A Ploney mind is a joy forever. I started fiddliing with it 2002-2003 :smiling_face:.

I sometimes joke with Maurits in conversations that with the 17+ years of working together on projects at Zest, I very often still remember why or where he solved something, and he then remembers the what and how.

5 Likes

collective.base64imagepatch
The current package collective.base64imagepatch is an add on for the CMS Plone. It injects eventhandlers for Contenttype creation and modification to assure that no inline base64 encoded image is stored in an RichTextField.

Said that, it is quite strange you get the image using the blobid, check in the browser if there are any real http call. Being the hash always the same, maybe you've already uploaded the image and some mechanism is using that uploaded image via its hash instead of the one you see in the browser content.

You can disable the HTML transform filter :wink: but you’re right, thats not what you really want.

1 Like

What means inefficient? When you try to read the image in the source yourself instead of watching, I agree :wink:

As long as the editor can manage to fold such stuff it is not that much more inefficient than to compare binary with base64 encoded. Except you save the request!

Another aspect is that the Plone filtering has two levels:

  • Remove nasty content from the saved source during save. You save and it is gone.
  • Filter out the tags when rendering for display. Still there in the editor.

And another final thing is transform:

  • Transform a recognized pattern during rendering (like replacing resolveuuid links with an absolute url, but keep it in the source
  • Transform before save and save the transformed result.

If the images are still preserved, you may tweak the filtering options for display.
If you create a portal transform pipe that extracts the image on save, writes it into the database and replaces the instance in the source with the image link.

What seems absolutely reasonable drops questions when you are in classic and may cannot use the page as container for the converted image by default.

Another concern ist that if you can place dataurls (usually base64 encoded) in the saved content and process them, you may be subject to serious crime.

I personally enjoyed when Zotero.org started to write singlepage html files with all resources base64 encoded inside one file. This reduces the burden to conserve content for archive purposes. But I never thought of the way back.

In frame oriented layout software you can save images inside the document and externally linked.
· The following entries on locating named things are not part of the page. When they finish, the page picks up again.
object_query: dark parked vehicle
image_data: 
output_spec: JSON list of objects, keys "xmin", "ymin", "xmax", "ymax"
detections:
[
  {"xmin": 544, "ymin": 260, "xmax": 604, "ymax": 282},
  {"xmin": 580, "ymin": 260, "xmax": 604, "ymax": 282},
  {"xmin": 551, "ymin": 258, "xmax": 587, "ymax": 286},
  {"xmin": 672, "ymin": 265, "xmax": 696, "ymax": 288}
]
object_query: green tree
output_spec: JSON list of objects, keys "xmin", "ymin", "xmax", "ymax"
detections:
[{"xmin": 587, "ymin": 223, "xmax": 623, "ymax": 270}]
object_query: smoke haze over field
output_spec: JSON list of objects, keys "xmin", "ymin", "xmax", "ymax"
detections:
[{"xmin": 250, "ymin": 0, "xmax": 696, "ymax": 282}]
Most allow conversion from one approach to the other. With Word and other office programs this is pain. With PDF you need special skills and tools.

With this example you can see again, how improper Long Term Content Lifecycle Management breaks the internet and damages our digital heritage.
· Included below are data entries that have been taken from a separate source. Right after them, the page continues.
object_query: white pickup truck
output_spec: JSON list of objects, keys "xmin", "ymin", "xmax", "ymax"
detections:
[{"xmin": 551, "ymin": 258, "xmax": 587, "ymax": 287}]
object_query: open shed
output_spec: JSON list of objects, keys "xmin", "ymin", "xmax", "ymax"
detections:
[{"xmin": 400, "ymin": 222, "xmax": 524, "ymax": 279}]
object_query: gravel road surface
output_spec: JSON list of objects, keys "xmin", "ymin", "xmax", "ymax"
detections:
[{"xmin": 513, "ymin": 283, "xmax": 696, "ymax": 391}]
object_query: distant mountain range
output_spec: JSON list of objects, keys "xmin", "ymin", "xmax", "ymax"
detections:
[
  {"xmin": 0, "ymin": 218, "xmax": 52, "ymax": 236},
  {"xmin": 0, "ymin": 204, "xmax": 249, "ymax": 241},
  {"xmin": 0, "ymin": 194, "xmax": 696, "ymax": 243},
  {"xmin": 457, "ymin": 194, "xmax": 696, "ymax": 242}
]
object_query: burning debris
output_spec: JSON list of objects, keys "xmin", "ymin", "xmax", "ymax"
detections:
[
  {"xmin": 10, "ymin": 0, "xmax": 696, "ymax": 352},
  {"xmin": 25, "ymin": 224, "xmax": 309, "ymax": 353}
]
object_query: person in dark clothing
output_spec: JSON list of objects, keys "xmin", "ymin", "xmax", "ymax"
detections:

Thanks for bringing this up.

Ah: And do not forget the conversion and handling of image metadata in this process!

With GitHub - collective/collective.base64imagepatch: Assuree that no inline base64 encoded image is stored in an RichtTextField I am wondering if the image is transferred into a blob or just patched away. The docs are not explicit with this. I did not jump into the code.
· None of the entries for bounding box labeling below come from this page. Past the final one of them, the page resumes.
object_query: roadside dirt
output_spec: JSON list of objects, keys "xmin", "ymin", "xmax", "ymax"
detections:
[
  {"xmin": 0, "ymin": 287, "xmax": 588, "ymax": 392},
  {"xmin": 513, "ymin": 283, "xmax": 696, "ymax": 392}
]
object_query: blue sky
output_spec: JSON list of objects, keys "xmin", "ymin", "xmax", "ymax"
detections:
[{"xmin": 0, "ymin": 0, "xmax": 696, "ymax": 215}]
@acsr I read your hidden/deleted replies. Why hide them? They were informative

I can see the base64 data in the source as the TinyMCE code processes the (very long) html and only eventually does TinyMCE become ready to accept user input and changes what I see to the “blob”. The raw text value also still contains the base64 data.

I wrote my answers on the phone without actually reading the other stuff. I now undeleted them. But please keep that in mind :wink:

1 Like

@fredvd this was exactly what I needed. At first I tried just using it as is, and there were just a couple of small issues to tweak, given it had been 4 years since the last update.

  • Python 3 bytes vs Python 2 strings, utf-8
  • handling the raw attribute missing on RichTextField

but then I realized it did not work exactly the way I need to, since in my case I want the extracted images to be created inside each (containerish) item, so I ended up taking almost all the code but simplifying it (in my case, I don't need to try to add the image in the container of the item nor in the parent of the container of the item).

Then I found an issue with one particular HTML value that was 68,353,055 bytes long. For some reason, BeautifulSoup was not extracting the img tags correctly from it, so I replaced the tag extraction code with a regular expression findall().

Not sure how useful it would be to contribute these changes back (other than Python 3 bytes utf-8 tweaks) since the rest is specific to my use case.